Verizon agrees to refund customers $90 million for wrongful data charges - lotusleaf1987
http://www.engadget.com/2010/10/03/verizon-agrees-to-refund-customers-90-million-for-wrongful-data/
======
smokey_the_bear
In California, if a landlord tries to withhold the deposit illegally, they're
liable for 3x the amount. I wish there was a similar penalty for monthly bills
like this.

------
bbatsell
Pretty impressive. David Pogue has been beating this drum for a while, too; he
should get some credit for calling attention to the issue.

------
izendejas
On a related note: All of you on AT&T plans, be on the lookout for unjustified
charges on text messaging plans. I had at least two cases in which I was
charged an extra $0.30 for text messages 198, 199, and 200 of a 200 text
messaging plan.

I'm not sure how to explain this bug--or theft? Perhaps their famous "AT&T
Free Msg's" (promoting services, for example) get counted once you pass your
limit? Either way, this is wrong. And I know they are wrong because I was
redeemed $0.30. I then asked them to check my previous bills because I know
there was at least one more case.
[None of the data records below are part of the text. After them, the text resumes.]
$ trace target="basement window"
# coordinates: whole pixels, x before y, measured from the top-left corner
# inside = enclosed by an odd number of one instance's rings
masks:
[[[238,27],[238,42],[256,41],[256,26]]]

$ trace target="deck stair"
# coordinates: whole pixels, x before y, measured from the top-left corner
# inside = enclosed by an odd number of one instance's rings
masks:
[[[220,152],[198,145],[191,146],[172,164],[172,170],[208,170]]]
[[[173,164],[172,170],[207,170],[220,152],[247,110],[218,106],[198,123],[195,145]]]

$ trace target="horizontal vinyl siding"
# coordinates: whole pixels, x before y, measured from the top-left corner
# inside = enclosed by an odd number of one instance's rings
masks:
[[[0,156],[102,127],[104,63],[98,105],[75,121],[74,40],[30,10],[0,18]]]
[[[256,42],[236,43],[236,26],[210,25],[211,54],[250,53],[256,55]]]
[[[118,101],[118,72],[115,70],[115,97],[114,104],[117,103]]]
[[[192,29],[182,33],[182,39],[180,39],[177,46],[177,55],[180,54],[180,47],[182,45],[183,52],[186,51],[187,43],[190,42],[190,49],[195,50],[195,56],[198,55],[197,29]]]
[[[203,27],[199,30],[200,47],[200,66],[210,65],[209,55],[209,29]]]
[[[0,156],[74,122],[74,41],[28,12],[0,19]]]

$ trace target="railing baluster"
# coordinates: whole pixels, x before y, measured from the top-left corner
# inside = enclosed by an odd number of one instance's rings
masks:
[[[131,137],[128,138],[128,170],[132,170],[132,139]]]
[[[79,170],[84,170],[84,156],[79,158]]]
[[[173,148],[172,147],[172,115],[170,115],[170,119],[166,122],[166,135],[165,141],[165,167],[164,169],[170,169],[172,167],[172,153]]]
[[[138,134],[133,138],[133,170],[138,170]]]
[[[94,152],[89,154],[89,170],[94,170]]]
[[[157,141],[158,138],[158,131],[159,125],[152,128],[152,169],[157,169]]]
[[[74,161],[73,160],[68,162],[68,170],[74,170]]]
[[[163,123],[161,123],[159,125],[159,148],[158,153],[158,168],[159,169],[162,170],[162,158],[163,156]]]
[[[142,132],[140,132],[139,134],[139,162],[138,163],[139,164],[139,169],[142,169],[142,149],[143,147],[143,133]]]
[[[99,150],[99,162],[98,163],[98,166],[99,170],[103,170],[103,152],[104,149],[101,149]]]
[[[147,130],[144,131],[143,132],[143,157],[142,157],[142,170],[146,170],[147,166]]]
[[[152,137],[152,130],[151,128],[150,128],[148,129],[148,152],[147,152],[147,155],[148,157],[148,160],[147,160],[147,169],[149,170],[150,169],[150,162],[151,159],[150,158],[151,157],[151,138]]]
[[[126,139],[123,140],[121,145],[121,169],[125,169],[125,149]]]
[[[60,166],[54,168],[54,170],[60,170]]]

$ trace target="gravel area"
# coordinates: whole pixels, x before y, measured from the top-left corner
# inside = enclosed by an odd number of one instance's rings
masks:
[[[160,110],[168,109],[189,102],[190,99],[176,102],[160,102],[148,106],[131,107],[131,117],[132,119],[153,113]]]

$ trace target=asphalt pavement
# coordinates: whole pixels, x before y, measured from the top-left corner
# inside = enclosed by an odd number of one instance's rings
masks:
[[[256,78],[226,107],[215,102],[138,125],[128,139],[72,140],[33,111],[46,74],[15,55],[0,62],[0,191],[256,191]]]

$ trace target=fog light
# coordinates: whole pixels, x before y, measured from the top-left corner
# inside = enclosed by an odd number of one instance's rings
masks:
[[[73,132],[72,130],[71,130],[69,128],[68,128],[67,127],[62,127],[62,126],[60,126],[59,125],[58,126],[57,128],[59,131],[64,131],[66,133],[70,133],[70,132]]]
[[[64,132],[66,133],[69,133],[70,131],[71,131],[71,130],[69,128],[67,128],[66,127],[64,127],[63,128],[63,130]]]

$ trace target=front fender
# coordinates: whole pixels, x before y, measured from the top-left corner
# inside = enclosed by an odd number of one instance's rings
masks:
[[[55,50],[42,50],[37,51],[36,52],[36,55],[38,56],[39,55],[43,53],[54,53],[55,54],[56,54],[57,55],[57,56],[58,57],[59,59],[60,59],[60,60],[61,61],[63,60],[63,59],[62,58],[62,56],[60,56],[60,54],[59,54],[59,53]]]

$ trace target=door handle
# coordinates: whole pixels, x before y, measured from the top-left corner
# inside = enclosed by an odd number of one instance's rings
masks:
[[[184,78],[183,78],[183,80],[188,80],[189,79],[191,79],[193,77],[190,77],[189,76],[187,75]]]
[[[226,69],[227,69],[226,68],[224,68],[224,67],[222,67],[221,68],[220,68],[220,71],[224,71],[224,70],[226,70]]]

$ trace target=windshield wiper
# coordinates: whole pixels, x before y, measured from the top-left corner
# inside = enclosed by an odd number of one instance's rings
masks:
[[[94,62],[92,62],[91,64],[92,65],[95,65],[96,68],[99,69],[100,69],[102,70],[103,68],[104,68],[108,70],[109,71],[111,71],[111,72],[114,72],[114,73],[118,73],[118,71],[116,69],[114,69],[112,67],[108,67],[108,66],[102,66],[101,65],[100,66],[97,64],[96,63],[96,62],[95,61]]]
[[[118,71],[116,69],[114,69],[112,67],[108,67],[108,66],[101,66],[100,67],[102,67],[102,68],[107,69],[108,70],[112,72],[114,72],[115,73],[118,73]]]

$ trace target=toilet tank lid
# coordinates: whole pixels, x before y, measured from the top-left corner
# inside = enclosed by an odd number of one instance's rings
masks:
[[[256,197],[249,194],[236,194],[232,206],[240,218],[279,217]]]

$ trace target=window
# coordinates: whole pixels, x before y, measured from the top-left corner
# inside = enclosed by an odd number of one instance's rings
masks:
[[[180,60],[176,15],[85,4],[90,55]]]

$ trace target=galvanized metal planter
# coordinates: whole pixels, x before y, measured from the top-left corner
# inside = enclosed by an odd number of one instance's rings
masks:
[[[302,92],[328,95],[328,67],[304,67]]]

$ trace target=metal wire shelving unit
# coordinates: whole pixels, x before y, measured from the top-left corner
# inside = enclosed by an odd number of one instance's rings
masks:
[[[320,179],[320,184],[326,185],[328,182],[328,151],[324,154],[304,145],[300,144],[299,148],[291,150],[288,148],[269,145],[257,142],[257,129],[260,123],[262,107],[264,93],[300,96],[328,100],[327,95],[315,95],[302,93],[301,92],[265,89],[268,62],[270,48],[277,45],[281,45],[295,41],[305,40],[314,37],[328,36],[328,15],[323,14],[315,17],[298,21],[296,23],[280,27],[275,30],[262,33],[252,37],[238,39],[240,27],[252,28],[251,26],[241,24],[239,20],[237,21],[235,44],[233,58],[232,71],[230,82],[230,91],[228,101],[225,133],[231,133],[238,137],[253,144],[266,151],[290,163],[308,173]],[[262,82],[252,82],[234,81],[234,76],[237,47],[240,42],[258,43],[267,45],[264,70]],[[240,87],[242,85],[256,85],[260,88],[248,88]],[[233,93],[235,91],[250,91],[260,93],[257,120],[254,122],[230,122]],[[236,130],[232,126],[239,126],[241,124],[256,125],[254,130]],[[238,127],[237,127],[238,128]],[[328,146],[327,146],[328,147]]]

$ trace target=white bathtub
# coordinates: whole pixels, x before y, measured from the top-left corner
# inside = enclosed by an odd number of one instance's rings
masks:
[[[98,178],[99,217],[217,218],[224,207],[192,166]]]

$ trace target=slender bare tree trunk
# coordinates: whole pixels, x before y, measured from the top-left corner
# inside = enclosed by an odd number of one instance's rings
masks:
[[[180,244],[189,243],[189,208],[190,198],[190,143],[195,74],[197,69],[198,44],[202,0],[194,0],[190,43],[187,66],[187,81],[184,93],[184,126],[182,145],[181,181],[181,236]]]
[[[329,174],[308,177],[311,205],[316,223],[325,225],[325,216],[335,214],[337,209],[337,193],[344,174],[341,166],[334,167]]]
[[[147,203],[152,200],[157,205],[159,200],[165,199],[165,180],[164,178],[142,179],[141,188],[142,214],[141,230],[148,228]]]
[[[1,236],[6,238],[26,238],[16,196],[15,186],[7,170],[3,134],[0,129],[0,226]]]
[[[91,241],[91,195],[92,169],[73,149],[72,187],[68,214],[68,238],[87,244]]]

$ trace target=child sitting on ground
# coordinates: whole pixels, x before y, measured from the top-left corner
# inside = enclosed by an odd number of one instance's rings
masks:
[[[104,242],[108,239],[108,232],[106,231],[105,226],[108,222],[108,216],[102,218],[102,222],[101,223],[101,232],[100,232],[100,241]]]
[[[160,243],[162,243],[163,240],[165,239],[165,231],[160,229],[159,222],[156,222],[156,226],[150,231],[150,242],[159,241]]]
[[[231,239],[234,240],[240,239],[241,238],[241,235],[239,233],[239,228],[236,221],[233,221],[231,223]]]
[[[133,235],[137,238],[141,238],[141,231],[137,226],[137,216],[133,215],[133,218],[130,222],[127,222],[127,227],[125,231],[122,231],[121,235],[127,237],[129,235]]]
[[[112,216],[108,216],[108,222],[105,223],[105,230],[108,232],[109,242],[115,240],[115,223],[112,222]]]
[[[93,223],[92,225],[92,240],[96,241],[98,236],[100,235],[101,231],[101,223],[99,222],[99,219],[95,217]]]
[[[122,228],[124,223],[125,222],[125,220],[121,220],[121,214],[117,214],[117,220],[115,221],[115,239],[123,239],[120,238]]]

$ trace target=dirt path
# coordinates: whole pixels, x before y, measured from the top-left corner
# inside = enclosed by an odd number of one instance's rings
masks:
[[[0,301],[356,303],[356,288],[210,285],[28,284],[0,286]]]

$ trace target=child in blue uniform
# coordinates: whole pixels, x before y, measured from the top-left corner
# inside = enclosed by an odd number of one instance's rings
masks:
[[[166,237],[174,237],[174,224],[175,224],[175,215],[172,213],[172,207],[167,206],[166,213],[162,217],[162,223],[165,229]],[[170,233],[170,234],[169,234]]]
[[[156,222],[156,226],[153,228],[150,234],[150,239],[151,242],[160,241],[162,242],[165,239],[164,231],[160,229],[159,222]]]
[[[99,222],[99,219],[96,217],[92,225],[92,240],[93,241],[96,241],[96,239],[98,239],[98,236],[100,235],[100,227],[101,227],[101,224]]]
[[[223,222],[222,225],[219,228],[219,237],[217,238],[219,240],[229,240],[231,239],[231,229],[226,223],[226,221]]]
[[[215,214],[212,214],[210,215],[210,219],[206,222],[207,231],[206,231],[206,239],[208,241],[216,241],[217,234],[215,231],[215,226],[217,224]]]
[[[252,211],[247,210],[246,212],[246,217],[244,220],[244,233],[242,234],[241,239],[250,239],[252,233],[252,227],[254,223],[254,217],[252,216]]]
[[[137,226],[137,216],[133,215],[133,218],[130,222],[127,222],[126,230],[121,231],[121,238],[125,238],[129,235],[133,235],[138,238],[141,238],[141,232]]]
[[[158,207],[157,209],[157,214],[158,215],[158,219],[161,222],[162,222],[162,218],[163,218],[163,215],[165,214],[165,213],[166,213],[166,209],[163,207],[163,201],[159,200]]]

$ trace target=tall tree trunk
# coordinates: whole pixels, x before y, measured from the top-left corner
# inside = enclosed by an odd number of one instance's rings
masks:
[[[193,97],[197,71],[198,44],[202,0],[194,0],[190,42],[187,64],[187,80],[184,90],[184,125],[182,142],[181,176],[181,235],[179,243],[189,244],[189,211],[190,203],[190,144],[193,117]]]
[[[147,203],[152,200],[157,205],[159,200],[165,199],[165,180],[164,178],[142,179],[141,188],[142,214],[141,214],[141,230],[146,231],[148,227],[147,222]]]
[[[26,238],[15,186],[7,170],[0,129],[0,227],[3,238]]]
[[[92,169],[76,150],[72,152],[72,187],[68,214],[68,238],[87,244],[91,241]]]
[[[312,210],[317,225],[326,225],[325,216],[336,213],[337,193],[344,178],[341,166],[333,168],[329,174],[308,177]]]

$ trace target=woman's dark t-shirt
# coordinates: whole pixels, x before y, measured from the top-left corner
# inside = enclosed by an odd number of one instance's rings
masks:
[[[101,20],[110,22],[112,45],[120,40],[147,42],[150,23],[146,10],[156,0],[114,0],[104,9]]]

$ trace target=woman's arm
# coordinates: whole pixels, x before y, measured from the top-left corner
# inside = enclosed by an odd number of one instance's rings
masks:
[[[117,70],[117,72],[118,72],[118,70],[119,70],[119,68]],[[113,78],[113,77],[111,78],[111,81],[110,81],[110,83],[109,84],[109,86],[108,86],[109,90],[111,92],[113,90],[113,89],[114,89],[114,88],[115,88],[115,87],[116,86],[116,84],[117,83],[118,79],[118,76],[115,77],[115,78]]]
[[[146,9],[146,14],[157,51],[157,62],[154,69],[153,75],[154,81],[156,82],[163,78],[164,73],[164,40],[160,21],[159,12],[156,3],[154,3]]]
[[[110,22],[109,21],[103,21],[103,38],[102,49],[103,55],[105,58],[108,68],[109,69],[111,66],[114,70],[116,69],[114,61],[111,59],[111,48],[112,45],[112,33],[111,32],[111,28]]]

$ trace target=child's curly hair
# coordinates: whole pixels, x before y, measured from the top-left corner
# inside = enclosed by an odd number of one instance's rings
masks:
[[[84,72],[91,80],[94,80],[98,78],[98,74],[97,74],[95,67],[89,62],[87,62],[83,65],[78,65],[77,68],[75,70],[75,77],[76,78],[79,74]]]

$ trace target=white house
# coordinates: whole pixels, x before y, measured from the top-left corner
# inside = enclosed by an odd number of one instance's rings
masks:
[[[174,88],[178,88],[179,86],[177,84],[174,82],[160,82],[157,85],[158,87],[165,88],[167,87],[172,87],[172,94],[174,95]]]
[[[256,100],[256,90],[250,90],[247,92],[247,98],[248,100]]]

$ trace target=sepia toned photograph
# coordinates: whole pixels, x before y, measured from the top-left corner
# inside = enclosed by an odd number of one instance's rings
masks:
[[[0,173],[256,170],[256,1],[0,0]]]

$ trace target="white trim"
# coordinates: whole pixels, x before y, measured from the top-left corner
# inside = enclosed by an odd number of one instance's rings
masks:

The service rep said I had to do that
myself. The cost of doing that would exceed $0.30 very easily, so I told the
guy to forget it and never did check (I also then switched to Verizon).

Anyone have a good place where I can share this story? I'm afraid others may
be getting charged unfairly too. I can't imagine this happening exclusively
with my account, especially if it's a bug.

------
danfitch
$2 to $6. Wow I am taking that paycheck to the bank! Everytime I got one
ofthose charges I would call and get it removed.